Can Hallucinations Be Useful? Solving Multi-Hop Questions With SLMs By Chaining System-I/II Reasoning
Quick Take
This study explores using hallucinations in SLMs to enhance multi-hop question answering through a novel reasoning approach.
Key Points
- SLMs show promise but often hallucinate more than LLMs.
- Initial answers can be accurate, making hallucinations useful.
- Proposed method combines quick answers with deeper reasoning.
Article Content
From source RSS / original summaryarXiv:2605. 27596v1 Announce Type: new Abstract: Recently, there has been increased interest in Small Language Models (SLMs), which are fast, show good performance, and have lower hardware demands than large language models (LLMs). However, SLMs hallucinate more frequently than LLMs, impacting their ability to solve complex multi-step reasoning problems as early mistakes cascade to the final response. To address this, existing works think-first followed by iterative retrieval to reduce hallucination.

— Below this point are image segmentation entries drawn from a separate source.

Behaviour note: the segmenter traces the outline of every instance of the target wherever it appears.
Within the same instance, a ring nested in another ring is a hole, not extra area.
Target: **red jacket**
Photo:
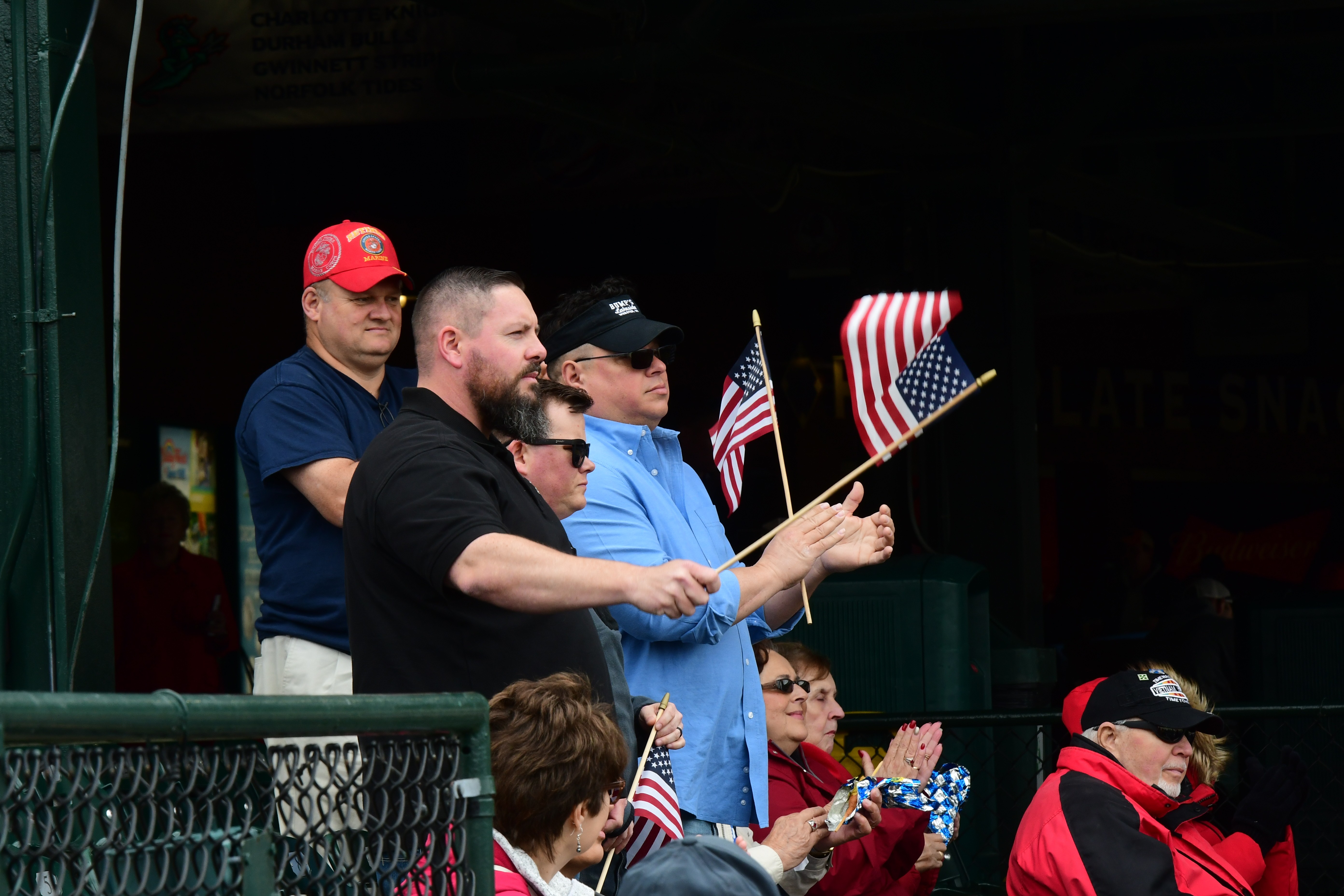
[[[802,744],[790,759],[770,748],[770,821],[825,806],[836,790],[852,776],[844,766],[812,744]],[[831,873],[810,891],[816,896],[906,896],[898,880],[909,872],[923,852],[923,832],[929,815],[913,809],[883,809],[882,823],[872,834],[839,846],[832,856]],[[755,841],[766,838],[769,826],[751,825]]]
[[[1242,854],[1245,852],[1243,838],[1250,840],[1241,833],[1227,836],[1207,818],[1192,821],[1191,825],[1198,825],[1204,838],[1214,844],[1214,848],[1220,853]],[[1247,877],[1247,880],[1250,879]],[[1265,873],[1258,881],[1254,881],[1253,889],[1255,896],[1297,896],[1297,848],[1293,845],[1292,827],[1288,829],[1288,836],[1284,840],[1265,853]]]
[[[1259,846],[1196,823],[1218,799],[1211,787],[1172,799],[1081,736],[1056,768],[1017,827],[1011,896],[1253,896]]]
[[[527,879],[517,873],[513,860],[495,844],[495,896],[536,896]]]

We argue that the think-first strategy is not always necessary as we find that: (i) SLMs are often accurately confident in their initial answer and, (ii) hallucinations can actually be beneficial for honing in on the true answer. As such, we position our work as an inversion of this strategy, i. e. , answer first-reason later.
We propose a cognitively-inspired framework where the model is first allowed to quickly answer the question (System-I (zero-shot)) and then resorts to deeper thinking (System-II) based on evidence retrieved from a knowledge source using the initial hypothesis. By combining System-I and System-II style thinking, we show that our method can outperform prior work that takes the traditional think-first route on various multi-step question-answering benchmarks.